When a customer is searching for your product or service, you want it to be easy for them to get the results they are looking for. Your business should quickly identify itself as an industry leader or an expert within your specific field. Doing so increases your credibility and helps the information search process by keeping your business in front of the customer and ahead of your competition.

Question #3 “What’s my competition doing, and how can I do it better?”

Standing out as an expert is great, but doesn’t always seal the deal of the purchase in your favor. Customers today want to make sure they have done enough research before making a final decision, so they are doing even more research. Even if a customer is 99% sure they are going to do business with you, they may still want to compare their options just to reinforce that they are making the right choice.

The best way to handle this is to help them through the process. Be up front and honest about your services against your competitors. Offer cost comparisons or blog posts highlighting the differences between your products. Doing so helps save the customer time since they are not forced to dig up the information somewhere else (or with someone else) and could potentially sway them in another purchasing direction. Additionally, providing this information helps establish a trusted business relationship that can be built upon for future purchases.

Question #4: “Why do our customers buy from us time and time again?”

Honestly ask yourself: what is it that makes your current repeat customers love you? Do you consistently hear from them that it is your great line of products? Special discounts? Do you deliver awesome customer service? Do they love your company atmosphere? Identify what it is that makes people love you time and time again and capitalize on it! Survey the customers who have bought more than once and use their responses as a tool to educate new and first-time buyers. Craft content that is based on the responses you received and promote it through social media, blog posts and the customer referral area on your website.

Question #5 “How do I best target each phase of the buying cycle?”
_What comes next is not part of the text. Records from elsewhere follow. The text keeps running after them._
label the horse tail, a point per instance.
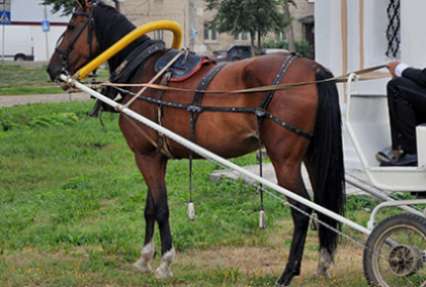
(325, 157)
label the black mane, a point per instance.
(111, 26)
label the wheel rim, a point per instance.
(401, 262)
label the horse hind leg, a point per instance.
(143, 264)
(153, 168)
(289, 176)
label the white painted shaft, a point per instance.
(209, 155)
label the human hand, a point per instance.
(392, 67)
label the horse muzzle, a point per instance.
(55, 70)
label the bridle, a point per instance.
(64, 53)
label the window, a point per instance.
(393, 32)
(242, 36)
(210, 32)
(280, 36)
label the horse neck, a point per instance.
(109, 33)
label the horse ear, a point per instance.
(81, 3)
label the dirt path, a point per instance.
(9, 101)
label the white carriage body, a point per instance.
(351, 35)
(367, 123)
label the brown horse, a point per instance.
(312, 108)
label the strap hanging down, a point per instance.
(260, 115)
(195, 109)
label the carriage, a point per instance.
(395, 253)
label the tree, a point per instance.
(257, 17)
(290, 31)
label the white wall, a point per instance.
(413, 46)
(328, 49)
(32, 10)
(28, 38)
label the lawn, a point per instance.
(71, 213)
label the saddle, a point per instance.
(184, 68)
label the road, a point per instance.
(9, 101)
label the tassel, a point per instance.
(262, 219)
(314, 222)
(191, 211)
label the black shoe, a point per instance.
(405, 159)
(387, 155)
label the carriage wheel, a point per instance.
(395, 254)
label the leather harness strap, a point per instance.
(196, 107)
(278, 79)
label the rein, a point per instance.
(269, 88)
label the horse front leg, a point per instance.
(153, 167)
(143, 264)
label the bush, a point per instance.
(304, 49)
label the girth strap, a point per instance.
(195, 109)
(203, 85)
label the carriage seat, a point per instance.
(184, 68)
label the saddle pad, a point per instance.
(184, 68)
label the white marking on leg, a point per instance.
(325, 261)
(164, 271)
(144, 262)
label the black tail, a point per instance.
(325, 158)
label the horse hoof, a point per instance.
(163, 273)
(142, 266)
(323, 274)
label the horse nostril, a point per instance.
(54, 71)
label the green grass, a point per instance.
(71, 212)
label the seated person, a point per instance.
(407, 109)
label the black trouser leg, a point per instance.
(407, 109)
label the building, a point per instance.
(193, 16)
(25, 35)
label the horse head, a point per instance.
(78, 44)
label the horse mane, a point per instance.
(111, 26)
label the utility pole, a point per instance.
(290, 30)
(46, 33)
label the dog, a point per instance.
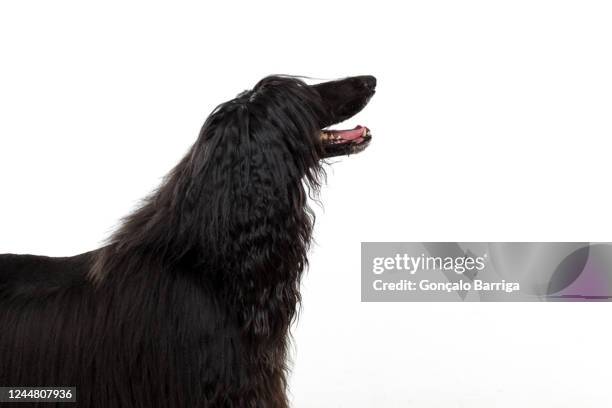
(189, 303)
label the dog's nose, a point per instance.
(368, 82)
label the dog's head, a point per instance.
(290, 104)
(281, 130)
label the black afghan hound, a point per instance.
(190, 302)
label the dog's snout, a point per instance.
(368, 82)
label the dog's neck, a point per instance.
(249, 232)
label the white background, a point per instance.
(491, 122)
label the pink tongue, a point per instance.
(351, 134)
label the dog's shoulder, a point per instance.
(22, 273)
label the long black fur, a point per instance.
(190, 302)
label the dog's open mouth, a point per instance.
(342, 142)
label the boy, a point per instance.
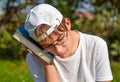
(78, 57)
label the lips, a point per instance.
(62, 54)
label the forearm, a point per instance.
(51, 74)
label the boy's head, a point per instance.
(40, 15)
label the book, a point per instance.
(22, 36)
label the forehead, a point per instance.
(50, 39)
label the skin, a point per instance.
(67, 49)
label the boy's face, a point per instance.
(58, 44)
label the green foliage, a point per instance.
(9, 47)
(16, 71)
(115, 71)
(104, 26)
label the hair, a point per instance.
(41, 29)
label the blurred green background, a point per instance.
(105, 24)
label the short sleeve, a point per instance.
(102, 63)
(36, 68)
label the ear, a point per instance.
(68, 23)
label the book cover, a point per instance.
(23, 37)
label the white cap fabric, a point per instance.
(42, 14)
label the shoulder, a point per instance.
(96, 40)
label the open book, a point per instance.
(23, 37)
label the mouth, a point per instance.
(62, 55)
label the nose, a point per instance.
(58, 48)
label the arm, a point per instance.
(51, 74)
(103, 70)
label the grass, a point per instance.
(115, 66)
(16, 71)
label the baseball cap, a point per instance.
(42, 14)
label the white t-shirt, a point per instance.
(89, 63)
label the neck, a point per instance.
(74, 41)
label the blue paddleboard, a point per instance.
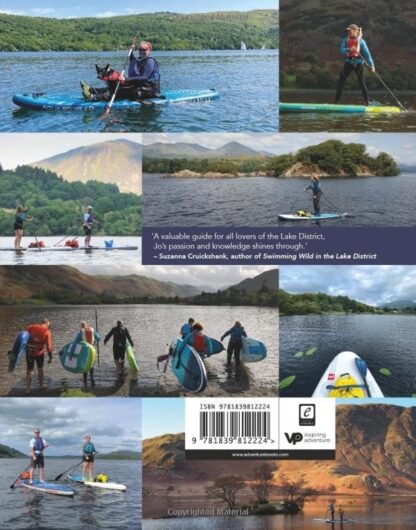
(18, 349)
As we’ve been saying, the content you are sharing depends on your type of business and the product or services you offer, but there are some commonalities of how to best market at each stage: 

  • Awareness: This is primarily done through SEO and Pay Per Click (PPC) advertising as well as through informational blog posts, eBooks, and infographics.
  • Consideration: After a search is conducted, customers should be directed to keyword-heavy landing pages and comparison content to help them move further into your buyer’s cycle.
  • Intent: Your business website will do the work in this stage. Your product descriptions and overall branding should be clear and inviting. This helps to ensure your customers feel comfortable and confident enough to give you their contact information using the website.
  • Purchase: You can use this phase to “seal the deal” with coupon codes or special discounts. Customers should be finding these through automated emails or social media.
  • Repurchase: This is where workflow emails and social media works to harvest your customers to keep them engaged and active with your business. Reach out to these previous customers to let them know you still care about them, even after a sale.  

While it’s common for online business owners to focus on simply closing the sale, it’s important to remember that your customers are scattered across the various stages of the customer buying cycle. By guiding them through the stages using a variety inbound marketing tools, you’ll be able to enjoy a much more dependable and flowing customer pipeline.